Les chiffres de la délinquance ne sont jamais bons. On n'est jamais heureux quand il y a des cambriolages ou quand il y a des vols de voitures. À Lambersart, les chiffres d'agression sont excellents. Il n'y a pas d'agression physique à Lambersart. On ne risque pas de se faire agresser dans la rue. En revanche, en 2024, c'était une année exceptionnelle dans le mauvais sens du terme, les chiffres n'étaient pas bons. Il y a eu des gangs qui sont venus se servir chez les Lambersartois, qui sont venus prendre les voitures des Lambersartois pour les expédier dans des containers à Anvers très rapidement. Et donc 2024 n'a pas été une bonne année. En 2025, on revient sur des chiffres qui ne sont pas bons, puisque les chiffres ne peuvent pas être bons mais en tout cas, ils reviennent dans les étiages qu'on a connus dans les années antérieures.

SI on parle de chiffres, si on veut se comparer — mais je le redis, les comparaisons ça a ses limites parce que la personne qui s'est fait cambrioler, elle est traumatisée — mais si on veut se comparer,  les chiffres de Lambersart sur les 5 dernières années, comme dans les années précédentes en fait, globalement, c'est 33 % de faits en moins par rapport à la moyenne de la MEL. Donc Lambersart, en règle générale, c'est 33 % d'insécurité, de cambriolages, de vols en moins par rapport à la moyenne de la MEL. On reste toujours dans ces chiffres habituels, auxquels on ne s'habitue pas,mais qui sont, hélas, la réalité de la Métropole Européenne de Lille.

Que proposez-vous pour renforcer la sécurité à Lambersart ? 
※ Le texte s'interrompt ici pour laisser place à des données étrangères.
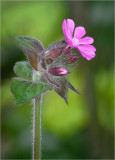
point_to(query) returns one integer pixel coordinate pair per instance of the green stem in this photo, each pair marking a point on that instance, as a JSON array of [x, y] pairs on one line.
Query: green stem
[[37, 128]]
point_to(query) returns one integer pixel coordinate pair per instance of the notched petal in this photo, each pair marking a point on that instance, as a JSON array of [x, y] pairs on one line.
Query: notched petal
[[56, 53]]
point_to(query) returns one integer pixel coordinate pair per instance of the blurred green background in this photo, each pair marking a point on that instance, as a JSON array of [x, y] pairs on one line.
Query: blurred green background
[[83, 129]]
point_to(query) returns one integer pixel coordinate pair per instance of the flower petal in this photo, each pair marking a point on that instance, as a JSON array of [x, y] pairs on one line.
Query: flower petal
[[70, 26], [71, 59], [86, 40], [79, 32], [89, 48], [86, 54], [58, 71], [65, 30]]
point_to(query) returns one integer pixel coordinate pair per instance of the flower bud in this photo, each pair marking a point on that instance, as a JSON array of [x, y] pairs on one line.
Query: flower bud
[[71, 59], [58, 71]]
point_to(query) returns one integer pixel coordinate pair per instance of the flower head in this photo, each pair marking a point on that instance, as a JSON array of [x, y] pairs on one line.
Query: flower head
[[75, 39]]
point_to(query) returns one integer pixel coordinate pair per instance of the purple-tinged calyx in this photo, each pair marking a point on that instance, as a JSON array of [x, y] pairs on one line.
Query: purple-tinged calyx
[[58, 71], [71, 59], [56, 53], [67, 49], [49, 60]]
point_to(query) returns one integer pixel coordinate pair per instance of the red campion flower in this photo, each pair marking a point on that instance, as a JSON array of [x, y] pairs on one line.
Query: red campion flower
[[53, 63]]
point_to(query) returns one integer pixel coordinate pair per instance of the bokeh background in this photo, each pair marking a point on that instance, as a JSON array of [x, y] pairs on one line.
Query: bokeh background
[[83, 129]]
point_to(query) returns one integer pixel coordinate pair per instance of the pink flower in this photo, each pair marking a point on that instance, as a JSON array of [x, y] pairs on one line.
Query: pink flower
[[83, 45]]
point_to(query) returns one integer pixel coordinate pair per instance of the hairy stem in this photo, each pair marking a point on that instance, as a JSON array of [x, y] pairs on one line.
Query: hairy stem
[[37, 128]]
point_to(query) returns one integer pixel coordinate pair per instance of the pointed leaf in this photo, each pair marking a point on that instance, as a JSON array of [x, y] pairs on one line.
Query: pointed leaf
[[24, 91], [32, 49], [63, 89], [23, 69]]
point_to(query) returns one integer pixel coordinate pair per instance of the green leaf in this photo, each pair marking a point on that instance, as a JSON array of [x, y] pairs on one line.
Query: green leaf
[[23, 69], [32, 48], [24, 91]]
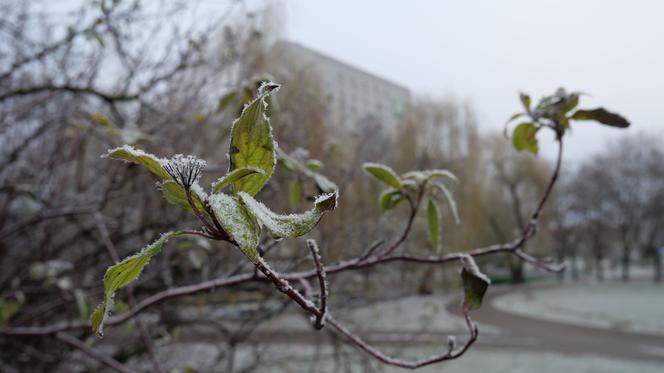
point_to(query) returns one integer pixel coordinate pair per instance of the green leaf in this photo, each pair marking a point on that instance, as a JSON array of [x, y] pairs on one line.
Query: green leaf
[[123, 273], [226, 100], [389, 198], [176, 195], [570, 103], [252, 144], [314, 165], [525, 101], [234, 176], [293, 225], [237, 222], [603, 116], [433, 219], [514, 117], [295, 193], [475, 283], [524, 138], [383, 173], [323, 184], [133, 155]]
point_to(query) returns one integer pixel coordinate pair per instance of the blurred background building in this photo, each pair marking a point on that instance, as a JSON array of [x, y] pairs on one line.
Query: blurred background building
[[356, 96]]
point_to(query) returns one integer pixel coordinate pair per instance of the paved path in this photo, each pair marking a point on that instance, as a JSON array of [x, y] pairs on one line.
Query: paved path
[[527, 333]]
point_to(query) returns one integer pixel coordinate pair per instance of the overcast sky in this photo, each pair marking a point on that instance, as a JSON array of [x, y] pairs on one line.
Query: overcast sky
[[487, 51]]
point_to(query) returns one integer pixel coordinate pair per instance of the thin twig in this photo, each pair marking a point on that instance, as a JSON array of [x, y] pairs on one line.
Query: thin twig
[[319, 320]]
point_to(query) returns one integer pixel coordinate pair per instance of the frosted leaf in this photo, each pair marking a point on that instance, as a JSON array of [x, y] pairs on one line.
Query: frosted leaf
[[237, 222], [475, 283], [293, 163], [233, 176], [418, 176], [389, 198], [292, 225], [252, 143], [426, 175], [383, 173], [121, 274], [433, 220], [449, 198], [433, 174], [130, 154]]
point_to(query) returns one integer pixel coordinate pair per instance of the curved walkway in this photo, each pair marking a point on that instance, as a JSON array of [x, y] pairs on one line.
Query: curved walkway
[[526, 333]]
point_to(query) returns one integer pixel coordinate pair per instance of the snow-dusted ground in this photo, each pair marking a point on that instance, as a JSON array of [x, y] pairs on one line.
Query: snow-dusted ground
[[299, 359], [635, 306]]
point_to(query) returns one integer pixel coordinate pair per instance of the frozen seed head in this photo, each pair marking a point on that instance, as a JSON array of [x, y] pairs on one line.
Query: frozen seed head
[[184, 169]]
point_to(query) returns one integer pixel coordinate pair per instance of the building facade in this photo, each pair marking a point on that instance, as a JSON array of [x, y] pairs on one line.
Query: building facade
[[356, 98]]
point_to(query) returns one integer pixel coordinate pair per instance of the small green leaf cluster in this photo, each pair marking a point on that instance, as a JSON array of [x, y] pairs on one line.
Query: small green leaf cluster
[[302, 167], [413, 186], [235, 217], [555, 112]]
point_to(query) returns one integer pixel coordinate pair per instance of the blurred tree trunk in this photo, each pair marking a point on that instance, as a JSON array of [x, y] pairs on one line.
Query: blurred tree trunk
[[657, 264]]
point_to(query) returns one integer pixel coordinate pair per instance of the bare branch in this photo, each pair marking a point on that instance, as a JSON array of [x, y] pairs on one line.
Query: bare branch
[[91, 352]]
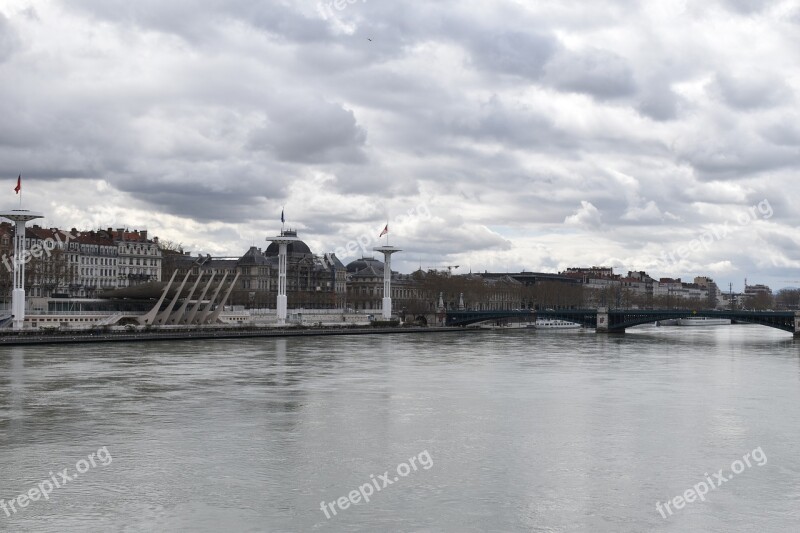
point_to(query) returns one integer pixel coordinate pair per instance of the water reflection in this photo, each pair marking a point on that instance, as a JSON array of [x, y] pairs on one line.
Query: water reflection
[[550, 431]]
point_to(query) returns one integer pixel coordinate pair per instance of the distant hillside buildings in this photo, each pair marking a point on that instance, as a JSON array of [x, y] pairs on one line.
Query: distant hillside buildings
[[130, 264]]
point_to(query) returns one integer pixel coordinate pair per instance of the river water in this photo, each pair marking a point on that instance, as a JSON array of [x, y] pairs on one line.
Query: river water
[[486, 431]]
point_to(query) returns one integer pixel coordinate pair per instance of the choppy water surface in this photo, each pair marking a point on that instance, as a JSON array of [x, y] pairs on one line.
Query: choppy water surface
[[509, 431]]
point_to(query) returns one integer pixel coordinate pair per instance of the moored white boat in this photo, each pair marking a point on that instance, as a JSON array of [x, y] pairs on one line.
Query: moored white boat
[[547, 323], [704, 321]]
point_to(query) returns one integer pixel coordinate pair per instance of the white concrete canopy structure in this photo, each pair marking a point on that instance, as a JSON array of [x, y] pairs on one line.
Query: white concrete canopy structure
[[387, 252], [20, 217], [282, 240]]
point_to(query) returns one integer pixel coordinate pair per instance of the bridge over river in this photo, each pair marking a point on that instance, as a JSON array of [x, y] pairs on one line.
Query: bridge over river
[[605, 320]]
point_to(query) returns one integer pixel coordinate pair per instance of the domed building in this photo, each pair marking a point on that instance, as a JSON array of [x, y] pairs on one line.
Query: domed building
[[312, 281], [365, 286], [297, 249]]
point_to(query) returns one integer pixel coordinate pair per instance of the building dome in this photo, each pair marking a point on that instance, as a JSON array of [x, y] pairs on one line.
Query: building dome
[[364, 262], [296, 247]]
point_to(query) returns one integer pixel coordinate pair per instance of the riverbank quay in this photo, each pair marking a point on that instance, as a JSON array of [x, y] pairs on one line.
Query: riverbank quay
[[78, 337]]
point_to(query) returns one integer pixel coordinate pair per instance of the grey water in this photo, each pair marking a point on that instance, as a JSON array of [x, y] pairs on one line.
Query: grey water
[[506, 430]]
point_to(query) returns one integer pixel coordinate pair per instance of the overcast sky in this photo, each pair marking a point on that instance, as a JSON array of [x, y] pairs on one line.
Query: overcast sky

On va continuer à travailler avec la Police Nationale. On propose aussi de continuer à recruter des policiers municipaux. C'est difficile, toutes les villes cherchent à recruter des policiers municipaux. On en a recruté 50 % en plus que ce qui existait en 2019 et on compte bien en recruter d'ici 2032, 50 % en plus. Par ailleurs, nous nous sommes associés avec le CMSU, le Centre Métropolitain de Supervision Urbaine, qui est un centre proposé par la MEL pour visionner les images des caméras. 


Pourquoi ne pas avoir adhéré avant à ce centre de supervision ?

Le centre de supervision, on en parle depuis longtemps, la MEL en parle depuis longtemps, à tel point que j'appelais ça l'Arlésienne. Et puis en 2025, c'est en in apparu. La MEL a demandé quelles étaient les villes qui souhaitaient y adhérer. Et donc Lambersart, tout de suite, a manifesté son intérêt pour ce ce centre de supervision urbain. Notre ville fait partie des 11 villes qui ont souhaité y adhérer. On sait bien que les images qui ne sont pas surveillées en direct, hélas, ça ne prévient de rien, ça n'empêche rien.


Comment cela va fonctionner ?

Concrètement, ça veut dire que la nuit, les caméras seront surveillées en direct par un opérateur vidéo qui pourra, s'il observe quelque chose de suspect, de louche, aviser la Police Nationale qu'à cet endroit-là, ça vaut le coup de venir se déplacer pour regarder ce qu'il s'y passe en vrai.